Quel
rapport entre le chanteur français et le sage chinois ? Certes tous deux nous ont parlé des
papillons. Mais ce n’est peut-être pas leur seul point commun.
Je
regardais, dernièrement, une interview de
Georges Brassens. Brassens parlait de l’appréhension qui le saisissait, surtout
à ses débuts, lorsqu’il devait chanter en public. Il se demandait si cette
émotion était la conséquence d’une modestie ou plutôt d’un orgueil lié à la
peur de décevoir et à une trop haute opinion qu’il avait de lui-même. Souvent
les mots que nous employons nous semblent impropres à décrire une réalité
surtout lorsqu’il s’agit de qualités morales. Nous avançons un terme mais
aussitôt nous sentons bien qu’on pourrait aussi bien dire le contraire. Exemple
générosité/égoïsme ...etc.
Cette
réflexion de Brassens m’a fait penser à Zhuangzi.
Il
me semble que les penseurs chinois se sont toujours méfié du langage rationnel
qui découpe, délimite, limite la réalité. Ainsi Confucius. Alors qu’il parle
constamment du ren 仁
dans les Entretiens, Confucius
se refuse à en donner une définition explicite et de ce fait limitative. Il
préfère répondre par touches successives aux questions que lui posent ses
disciples. Mais celui qui est allé le plus loin dans la critique du langage
rationnel est certainement Zhuangzi.
Ce qu’il dit me semble très profond. «
Pour Zuangzi, le langage ne peut rien nous dire sur la véritable nature des
choses du fait que c’est lui qui pose, non seulement les noms que nous donnons
aux choses, mais dans le même temps ces choses elles-mêmes. En posant à la fois
les noms et les réalités, le langage n’est en fait qu’un découpage artificiel
et arbitraire de la réalité…. Zhuangzi ne parle pas du discours en termes
absolus de vrai/faux, mais en termes de « c’est cela » « ce n’est
pas cela ». Or qu’est-ce qui permet de décider que « c’est cela »
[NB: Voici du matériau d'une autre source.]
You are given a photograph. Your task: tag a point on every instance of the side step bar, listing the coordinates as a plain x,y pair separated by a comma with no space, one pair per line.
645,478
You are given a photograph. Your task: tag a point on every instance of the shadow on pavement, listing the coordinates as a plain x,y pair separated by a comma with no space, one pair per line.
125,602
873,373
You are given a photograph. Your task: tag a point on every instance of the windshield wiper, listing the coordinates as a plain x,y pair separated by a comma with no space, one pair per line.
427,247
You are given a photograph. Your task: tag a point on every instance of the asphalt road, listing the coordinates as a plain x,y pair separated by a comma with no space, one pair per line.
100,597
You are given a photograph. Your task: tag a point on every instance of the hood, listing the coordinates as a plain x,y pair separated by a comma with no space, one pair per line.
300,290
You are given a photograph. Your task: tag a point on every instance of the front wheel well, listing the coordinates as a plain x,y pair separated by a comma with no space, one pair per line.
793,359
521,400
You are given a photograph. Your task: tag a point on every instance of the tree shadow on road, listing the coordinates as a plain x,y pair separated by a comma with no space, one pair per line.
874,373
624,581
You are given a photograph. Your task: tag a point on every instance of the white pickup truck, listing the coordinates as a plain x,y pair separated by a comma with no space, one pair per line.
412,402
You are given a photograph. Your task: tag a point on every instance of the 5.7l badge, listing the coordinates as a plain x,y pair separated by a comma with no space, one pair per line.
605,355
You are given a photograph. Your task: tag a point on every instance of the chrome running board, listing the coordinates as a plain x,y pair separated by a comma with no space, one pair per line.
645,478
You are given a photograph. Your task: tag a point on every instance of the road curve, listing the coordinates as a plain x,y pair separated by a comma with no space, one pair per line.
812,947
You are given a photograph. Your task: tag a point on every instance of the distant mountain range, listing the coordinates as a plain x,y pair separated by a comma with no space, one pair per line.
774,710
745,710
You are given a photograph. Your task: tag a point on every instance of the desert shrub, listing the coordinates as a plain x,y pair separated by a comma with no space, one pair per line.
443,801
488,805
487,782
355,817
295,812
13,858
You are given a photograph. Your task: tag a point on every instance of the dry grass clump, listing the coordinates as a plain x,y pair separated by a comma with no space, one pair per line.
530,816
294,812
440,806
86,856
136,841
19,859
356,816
est un point de référence absolu ? Et qu’est ce qui permet de décider que
quelque chose « est cela » ou ne l’est pas ? Pour Zhuangzi, une
telle affirmation ne fait qu’ouvrir une perspective propre au locuteur, elle ne
vaut que pour lui et à l’intérieur de cette seule perspective. Dans ce sens,
confronter le « c’est cela » d’un locuteur particulier avec le « c’est
cela » d’un autre locuteur n’a aucune valeur puisqu’il n’existe pas de terrain
commun d’évaluation entre deux perspectives purement subjectives…La raison
analytique ne sait fonctionner que sur le principe du tiers exclu : telle
chose « est cela », ou ne l’est pas. Or, pour Zhuangzi, c’est un
leurre que de prétendre affirmer une chose puisqu’il est possible simultanément
d’affirmer son contraire… Dans cette perspective, le sage apparaît comme celui
qui ne se laisse pas piéger, aliéner par le langage et ses prétentions à « poser
quelque chose » et à servir ainsi de référence absolue. Même si le langage
n’est pas à prendre au sérieux, il est à utiliser en pleine connaissance de
cause, c'est-à-dire comme créant de toutes pièces un monde artificiellement
limité et limitatif. Reste la possibilité de s’en jouer en inventant un langage
nouveau, qui ne soit plus un simple instrument de discussion et de distinction
entre « c’est cela » et ce n’est pas cela ». Anne Cheng Histoire de la pensée chinoise.
Ces réflexions de Zhuangzi ne rejoignent-elles
pas celles d’un Pascal Quignard ou d’un Mallarmé ? Mallarmé qui inventa
une nouvelle poésie pour nous faire rêver « Au transparent glacier des
vols qui n’ont pas fui »
Jean-Louis
Cela demande vraiment réflexion avant de commenter. A plus tard.